As a (disappointed) San Diego Chargers fan, I often joke that a prerequisite for being a Raiders fan is a felony conviction -- or at least an arrest. (See second item here.) It appears that being governor of Illinois requires a similar criminal inclination.
Gov. Rod Blagojevich's arrest yesterday is really only surprising because of the utter stupidity the governor displayed in believing that Prosecutor Patrick Fitzgerald's wide-ranging and well-publicized investigation of corruption in the state wouldn't bother with the governor himself. Not to mention the fact that the man Illinois voters twice chose to lead their state appears to have the maturity of an 8-year-old [PDF document] who just learned a dirty word.
The big question appears to be what President-elect Obama knew and when he knew it.
For the record, there's no evidence that Obama is involved in any of this alleged criminality, but the efforts to put as much space as possible between Obama and Blagojevich raises some eyebrows.
Yesterday, Obama said that he'd had "no contact" with Blagojevich over who would fill the now-vacant Senate seat. Yet reporters quickly dug up a quote last month from top Obama aide David Axelrod that contradicted Obama's statement. The story quickly changed and both the Obama transition team and Axelrod claim that he misspoke.

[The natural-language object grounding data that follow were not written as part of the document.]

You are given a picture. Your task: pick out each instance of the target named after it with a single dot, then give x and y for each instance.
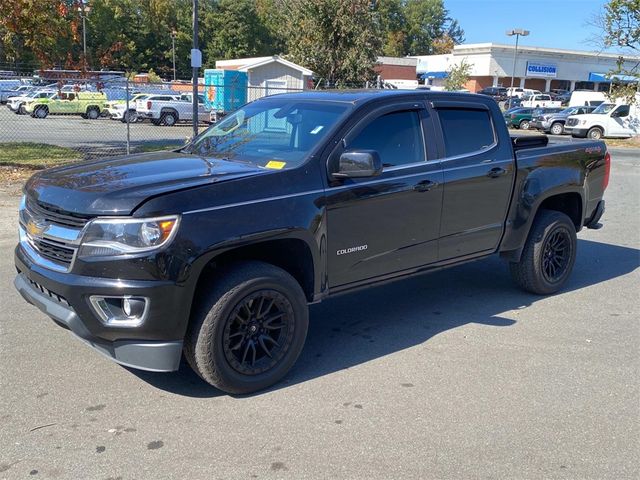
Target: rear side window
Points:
(465, 130)
(397, 137)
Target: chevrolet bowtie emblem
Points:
(37, 227)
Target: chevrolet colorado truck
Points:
(215, 250)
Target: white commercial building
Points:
(538, 68)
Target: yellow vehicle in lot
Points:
(86, 104)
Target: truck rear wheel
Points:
(548, 255)
(248, 328)
(93, 113)
(169, 119)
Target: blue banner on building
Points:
(537, 69)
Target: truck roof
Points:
(362, 96)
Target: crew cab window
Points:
(465, 130)
(397, 137)
(274, 133)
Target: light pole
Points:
(84, 10)
(517, 32)
(174, 33)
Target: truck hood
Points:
(116, 186)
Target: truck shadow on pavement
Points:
(353, 329)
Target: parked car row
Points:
(165, 109)
(614, 120)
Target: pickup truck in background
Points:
(215, 250)
(16, 104)
(86, 104)
(540, 101)
(553, 122)
(607, 120)
(168, 110)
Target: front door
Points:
(478, 179)
(389, 223)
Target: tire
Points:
(93, 113)
(168, 119)
(255, 362)
(41, 112)
(595, 133)
(549, 254)
(130, 116)
(557, 128)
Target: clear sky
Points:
(552, 23)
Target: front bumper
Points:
(65, 298)
(577, 132)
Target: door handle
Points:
(425, 186)
(496, 172)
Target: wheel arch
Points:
(560, 199)
(291, 254)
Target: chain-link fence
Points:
(48, 121)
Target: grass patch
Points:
(35, 156)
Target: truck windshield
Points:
(604, 108)
(274, 133)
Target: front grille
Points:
(53, 295)
(55, 215)
(53, 251)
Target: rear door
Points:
(390, 223)
(478, 178)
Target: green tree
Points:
(621, 24)
(236, 30)
(338, 39)
(457, 76)
(392, 21)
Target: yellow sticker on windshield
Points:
(275, 165)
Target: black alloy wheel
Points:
(556, 254)
(258, 332)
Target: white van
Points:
(586, 98)
(608, 120)
(540, 101)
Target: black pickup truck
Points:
(215, 250)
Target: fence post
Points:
(127, 117)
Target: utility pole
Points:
(196, 63)
(84, 10)
(173, 48)
(517, 32)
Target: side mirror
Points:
(358, 164)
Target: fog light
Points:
(123, 311)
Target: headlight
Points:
(121, 236)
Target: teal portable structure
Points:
(225, 90)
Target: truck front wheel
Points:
(548, 255)
(595, 133)
(248, 328)
(41, 112)
(557, 128)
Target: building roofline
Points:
(488, 47)
(276, 58)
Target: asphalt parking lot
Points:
(453, 375)
(101, 136)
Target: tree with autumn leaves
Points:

Color me skeptical on the new storyline. There's no reason to believe that Blagojevich would not at the very least ask Obama if he had any suggestions for someone to replace him. In fact, I suspect it would be a little unusual to not feel out the president-elect for some names. A curious or intrepid reporter would do well to ask New York Gov. David Patterson if he's had any contact with Sen. Hillary Clinton about who should fill her seat. And there's really no doubt that Sen. Joe Biden had a lot of input on how would babysit his Senate seat until his son can take it over in two years.